Target: < 20% rework rate. Above 40% is a sign that something in the spec-to-implementation pipeline is consistently wrong.

Cost per change

Definition: Aggregate cost (engineer time + infrastructure + AI API costs) to deliver one unit of change (one feature, one user story, one ticket).

This is the metric that tells you whether AI assistance is delivering ROI. It requires combining:

Engineer hours on the feature (spec, review, iteration)
AI API cost for the sessions
Infrastructure cost during development

How to measure: Engineer hours from time-tracking or sprint velocity. AI costs from API billing dashboards (Anthropic, OpenAI, etc.) — most provide per-project breakdowns. Compute from CI billing.

How to use these metrics

Metrics are useful for diagnosis, not judgement. Use them to identify where the process is breaking down — not to evaluate individual engineers.
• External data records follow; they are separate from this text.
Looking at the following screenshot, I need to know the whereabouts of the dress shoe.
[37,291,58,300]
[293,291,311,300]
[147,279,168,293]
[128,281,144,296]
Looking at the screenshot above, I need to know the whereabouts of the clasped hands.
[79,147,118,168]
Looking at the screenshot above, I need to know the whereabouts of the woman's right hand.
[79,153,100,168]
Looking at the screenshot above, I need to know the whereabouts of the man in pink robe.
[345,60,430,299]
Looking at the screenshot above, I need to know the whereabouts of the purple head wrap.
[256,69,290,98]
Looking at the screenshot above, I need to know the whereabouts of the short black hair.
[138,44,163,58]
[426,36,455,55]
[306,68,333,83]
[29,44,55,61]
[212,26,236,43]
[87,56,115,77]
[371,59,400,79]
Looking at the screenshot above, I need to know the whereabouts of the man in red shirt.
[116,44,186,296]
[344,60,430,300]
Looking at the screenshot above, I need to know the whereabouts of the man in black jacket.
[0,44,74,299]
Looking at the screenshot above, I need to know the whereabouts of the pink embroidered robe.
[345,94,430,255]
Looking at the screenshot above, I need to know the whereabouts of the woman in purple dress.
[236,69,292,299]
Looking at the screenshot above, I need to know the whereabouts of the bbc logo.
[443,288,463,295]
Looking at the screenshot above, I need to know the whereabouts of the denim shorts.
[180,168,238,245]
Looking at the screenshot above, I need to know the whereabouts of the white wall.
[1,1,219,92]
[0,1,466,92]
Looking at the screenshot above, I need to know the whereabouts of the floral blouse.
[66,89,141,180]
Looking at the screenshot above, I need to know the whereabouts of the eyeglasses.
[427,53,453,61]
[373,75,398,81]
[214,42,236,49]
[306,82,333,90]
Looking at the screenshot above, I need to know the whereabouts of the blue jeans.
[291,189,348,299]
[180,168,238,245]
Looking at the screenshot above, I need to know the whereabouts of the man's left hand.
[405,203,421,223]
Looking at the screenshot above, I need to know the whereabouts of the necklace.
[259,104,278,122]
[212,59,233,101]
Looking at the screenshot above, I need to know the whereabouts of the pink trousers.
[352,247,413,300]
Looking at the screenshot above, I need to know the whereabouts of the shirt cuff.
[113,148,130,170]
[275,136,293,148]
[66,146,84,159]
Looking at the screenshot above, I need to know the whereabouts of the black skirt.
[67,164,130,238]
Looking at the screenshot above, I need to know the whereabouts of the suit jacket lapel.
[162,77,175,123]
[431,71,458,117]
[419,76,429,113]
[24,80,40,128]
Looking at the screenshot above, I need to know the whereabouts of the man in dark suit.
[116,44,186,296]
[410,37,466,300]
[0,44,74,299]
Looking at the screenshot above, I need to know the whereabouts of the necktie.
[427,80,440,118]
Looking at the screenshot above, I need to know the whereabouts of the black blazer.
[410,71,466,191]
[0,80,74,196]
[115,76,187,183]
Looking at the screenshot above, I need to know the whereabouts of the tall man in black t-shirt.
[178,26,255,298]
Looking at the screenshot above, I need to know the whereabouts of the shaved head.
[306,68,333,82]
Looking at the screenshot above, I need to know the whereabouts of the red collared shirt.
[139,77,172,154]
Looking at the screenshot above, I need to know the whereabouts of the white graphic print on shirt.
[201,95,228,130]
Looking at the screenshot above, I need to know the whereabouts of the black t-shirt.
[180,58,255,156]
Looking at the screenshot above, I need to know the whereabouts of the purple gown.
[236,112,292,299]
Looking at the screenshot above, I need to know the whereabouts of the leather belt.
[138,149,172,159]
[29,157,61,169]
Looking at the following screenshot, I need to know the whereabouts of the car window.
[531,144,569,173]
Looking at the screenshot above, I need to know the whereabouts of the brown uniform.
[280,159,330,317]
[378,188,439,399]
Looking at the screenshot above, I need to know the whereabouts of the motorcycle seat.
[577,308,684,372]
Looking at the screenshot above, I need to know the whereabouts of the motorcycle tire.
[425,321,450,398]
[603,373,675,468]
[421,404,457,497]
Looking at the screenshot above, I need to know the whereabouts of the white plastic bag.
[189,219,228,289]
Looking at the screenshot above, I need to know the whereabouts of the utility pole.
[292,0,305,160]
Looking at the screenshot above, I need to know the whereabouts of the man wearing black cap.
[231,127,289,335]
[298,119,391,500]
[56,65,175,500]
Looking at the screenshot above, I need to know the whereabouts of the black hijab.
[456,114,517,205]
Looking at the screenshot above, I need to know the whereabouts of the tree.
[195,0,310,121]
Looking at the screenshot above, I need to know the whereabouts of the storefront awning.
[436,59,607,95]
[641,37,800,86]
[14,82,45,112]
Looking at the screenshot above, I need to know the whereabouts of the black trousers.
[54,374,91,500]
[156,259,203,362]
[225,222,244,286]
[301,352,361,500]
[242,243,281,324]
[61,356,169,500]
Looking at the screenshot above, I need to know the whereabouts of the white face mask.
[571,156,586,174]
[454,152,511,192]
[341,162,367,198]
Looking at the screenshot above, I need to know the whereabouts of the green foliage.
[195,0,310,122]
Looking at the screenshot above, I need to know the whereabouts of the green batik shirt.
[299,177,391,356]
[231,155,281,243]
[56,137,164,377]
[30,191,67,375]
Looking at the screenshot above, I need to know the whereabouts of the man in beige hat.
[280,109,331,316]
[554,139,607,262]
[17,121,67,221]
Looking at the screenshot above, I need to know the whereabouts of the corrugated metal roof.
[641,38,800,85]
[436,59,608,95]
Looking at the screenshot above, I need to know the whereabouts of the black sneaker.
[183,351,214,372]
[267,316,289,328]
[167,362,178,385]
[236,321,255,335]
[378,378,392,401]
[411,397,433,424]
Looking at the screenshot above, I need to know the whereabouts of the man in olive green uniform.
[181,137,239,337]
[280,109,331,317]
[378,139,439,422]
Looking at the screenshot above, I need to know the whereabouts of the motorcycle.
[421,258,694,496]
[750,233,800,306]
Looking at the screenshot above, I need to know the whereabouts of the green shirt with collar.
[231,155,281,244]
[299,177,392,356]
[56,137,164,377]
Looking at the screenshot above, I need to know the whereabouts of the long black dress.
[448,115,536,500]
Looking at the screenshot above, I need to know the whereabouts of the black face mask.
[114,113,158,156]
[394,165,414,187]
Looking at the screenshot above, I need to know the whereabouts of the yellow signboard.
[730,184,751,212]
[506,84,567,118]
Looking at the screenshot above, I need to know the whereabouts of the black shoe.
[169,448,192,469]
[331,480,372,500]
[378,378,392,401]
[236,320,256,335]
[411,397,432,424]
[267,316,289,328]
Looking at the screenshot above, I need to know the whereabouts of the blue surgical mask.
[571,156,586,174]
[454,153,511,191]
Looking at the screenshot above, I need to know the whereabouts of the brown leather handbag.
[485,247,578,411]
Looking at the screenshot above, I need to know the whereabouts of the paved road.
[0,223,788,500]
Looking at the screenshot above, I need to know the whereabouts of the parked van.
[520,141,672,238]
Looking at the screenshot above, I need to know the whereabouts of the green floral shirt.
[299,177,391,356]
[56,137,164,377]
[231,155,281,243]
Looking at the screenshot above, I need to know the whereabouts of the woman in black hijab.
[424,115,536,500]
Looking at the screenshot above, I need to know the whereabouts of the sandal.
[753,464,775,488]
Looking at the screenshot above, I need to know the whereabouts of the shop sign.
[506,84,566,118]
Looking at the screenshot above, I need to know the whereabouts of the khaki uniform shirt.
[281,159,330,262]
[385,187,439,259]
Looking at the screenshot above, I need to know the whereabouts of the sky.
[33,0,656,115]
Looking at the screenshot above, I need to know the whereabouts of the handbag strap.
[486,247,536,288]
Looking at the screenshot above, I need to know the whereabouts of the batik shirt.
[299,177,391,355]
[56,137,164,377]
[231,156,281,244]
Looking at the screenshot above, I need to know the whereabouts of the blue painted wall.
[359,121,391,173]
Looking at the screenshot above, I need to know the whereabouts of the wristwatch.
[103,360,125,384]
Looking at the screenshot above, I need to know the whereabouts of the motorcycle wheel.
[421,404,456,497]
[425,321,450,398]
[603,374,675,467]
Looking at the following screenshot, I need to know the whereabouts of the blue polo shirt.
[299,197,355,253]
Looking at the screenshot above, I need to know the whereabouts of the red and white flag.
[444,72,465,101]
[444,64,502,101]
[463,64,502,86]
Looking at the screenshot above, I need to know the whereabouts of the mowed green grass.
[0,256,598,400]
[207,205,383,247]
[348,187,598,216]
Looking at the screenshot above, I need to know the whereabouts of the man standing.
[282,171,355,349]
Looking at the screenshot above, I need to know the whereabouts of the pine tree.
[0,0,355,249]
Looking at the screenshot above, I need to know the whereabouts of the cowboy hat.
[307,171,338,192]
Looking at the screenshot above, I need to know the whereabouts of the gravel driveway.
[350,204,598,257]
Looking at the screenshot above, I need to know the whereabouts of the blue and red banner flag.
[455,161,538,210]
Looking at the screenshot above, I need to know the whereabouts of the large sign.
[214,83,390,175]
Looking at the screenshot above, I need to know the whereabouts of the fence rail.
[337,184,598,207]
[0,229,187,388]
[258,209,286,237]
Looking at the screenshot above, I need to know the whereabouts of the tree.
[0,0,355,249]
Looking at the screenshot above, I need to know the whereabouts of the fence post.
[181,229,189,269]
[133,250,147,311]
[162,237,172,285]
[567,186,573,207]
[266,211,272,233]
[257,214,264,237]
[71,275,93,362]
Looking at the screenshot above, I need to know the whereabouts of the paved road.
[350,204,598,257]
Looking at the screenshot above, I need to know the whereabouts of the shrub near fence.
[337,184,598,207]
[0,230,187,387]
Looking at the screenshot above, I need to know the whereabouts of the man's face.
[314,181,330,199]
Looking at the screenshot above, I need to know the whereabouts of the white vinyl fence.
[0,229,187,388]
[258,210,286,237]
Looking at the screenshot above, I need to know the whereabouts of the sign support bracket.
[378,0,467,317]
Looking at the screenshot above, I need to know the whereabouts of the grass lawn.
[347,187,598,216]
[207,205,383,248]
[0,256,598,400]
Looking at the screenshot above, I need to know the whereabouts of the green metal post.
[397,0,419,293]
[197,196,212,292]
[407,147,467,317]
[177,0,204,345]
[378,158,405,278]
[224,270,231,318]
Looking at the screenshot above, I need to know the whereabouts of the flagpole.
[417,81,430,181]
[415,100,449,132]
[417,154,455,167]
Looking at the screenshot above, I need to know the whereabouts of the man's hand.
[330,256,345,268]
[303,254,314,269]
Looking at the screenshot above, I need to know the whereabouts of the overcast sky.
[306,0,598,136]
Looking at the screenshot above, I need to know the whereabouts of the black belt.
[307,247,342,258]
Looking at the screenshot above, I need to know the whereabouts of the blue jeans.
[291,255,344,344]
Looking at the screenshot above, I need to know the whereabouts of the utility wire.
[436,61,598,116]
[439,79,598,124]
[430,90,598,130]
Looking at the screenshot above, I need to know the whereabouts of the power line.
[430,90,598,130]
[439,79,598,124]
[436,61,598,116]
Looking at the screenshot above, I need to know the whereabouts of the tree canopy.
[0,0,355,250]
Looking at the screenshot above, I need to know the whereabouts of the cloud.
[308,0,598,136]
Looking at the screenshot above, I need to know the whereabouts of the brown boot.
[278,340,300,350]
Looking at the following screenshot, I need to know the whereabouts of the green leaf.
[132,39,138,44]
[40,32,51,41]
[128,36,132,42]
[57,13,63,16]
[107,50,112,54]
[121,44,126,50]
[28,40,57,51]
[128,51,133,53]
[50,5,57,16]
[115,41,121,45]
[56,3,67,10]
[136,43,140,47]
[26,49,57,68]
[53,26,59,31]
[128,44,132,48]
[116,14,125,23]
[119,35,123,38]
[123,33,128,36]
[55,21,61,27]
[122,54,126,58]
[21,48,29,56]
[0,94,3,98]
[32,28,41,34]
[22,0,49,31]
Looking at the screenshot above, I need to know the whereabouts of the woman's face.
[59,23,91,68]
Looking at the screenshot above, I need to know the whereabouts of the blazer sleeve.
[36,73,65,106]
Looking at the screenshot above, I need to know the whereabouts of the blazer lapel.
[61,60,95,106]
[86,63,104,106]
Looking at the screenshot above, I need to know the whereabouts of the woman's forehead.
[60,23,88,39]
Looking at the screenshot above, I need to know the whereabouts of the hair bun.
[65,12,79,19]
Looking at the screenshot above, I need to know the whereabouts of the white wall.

Metric	If it’s bad	Look at
Lead time increasing	Review backlog, rework cycles	PR throughput, acceptance rate
Acceptance rate < 60%	Spec quality, AGENTS.md completeness	Spec review process, context engineering
Defect rate increasing	Test coverage gaps	BDD coverage, acceptance criteria clarity
Rework > 40%	Spec-implementation gap	DoR checklist, review quality
Cost per change not decreasing	Which phase absorbs the time	Time per phase tracking

A minimal measurement setup

You don’t need a full analytics platform to start measuring. A simple spreadsheet tracking per-PR data works:

| PR | Date | Agent-generated? | Lines | Iterations to merge | Defects (30d) | Notes |

After 10–20 features, patterns emerge. Invest in proper tooling once you know which metrics matter most for your team.

What not to measure

Lines of code generated. It measures output volume, not output quality. A 500-line PR that requires a 400-line rewrite is worse than a 50-line PR that ships clean.

Number of PRs per day. Volume without quality is rework waiting to happen.

Agent uptime or usage rate. These are input metrics. You want output metrics.

Individual engineer acceptance rates. Acceptance rate varies by task complexity. Use it at team level, not individual level.

The feedback loop

Measurement only creates value if it closes a feedback loop:

Measure → Diagnose → Change process → Measure again

A concrete example: acceptance rate drops from 82% to 65% over three sprints. Diagnose: PRs from the new payments context have low acceptance rate. Root cause: the payments context AGENTS.md is missing authorisation rules. Fix: add authorisation rules to AGENTS.md. Measure: acceptance rate recovers to 80% over the next three sprints.

That feedback loop — measure, diagnose, fix upstream — is how AI-assisted engineering improves over time rather than plateau-ing at whatever quality level it started at.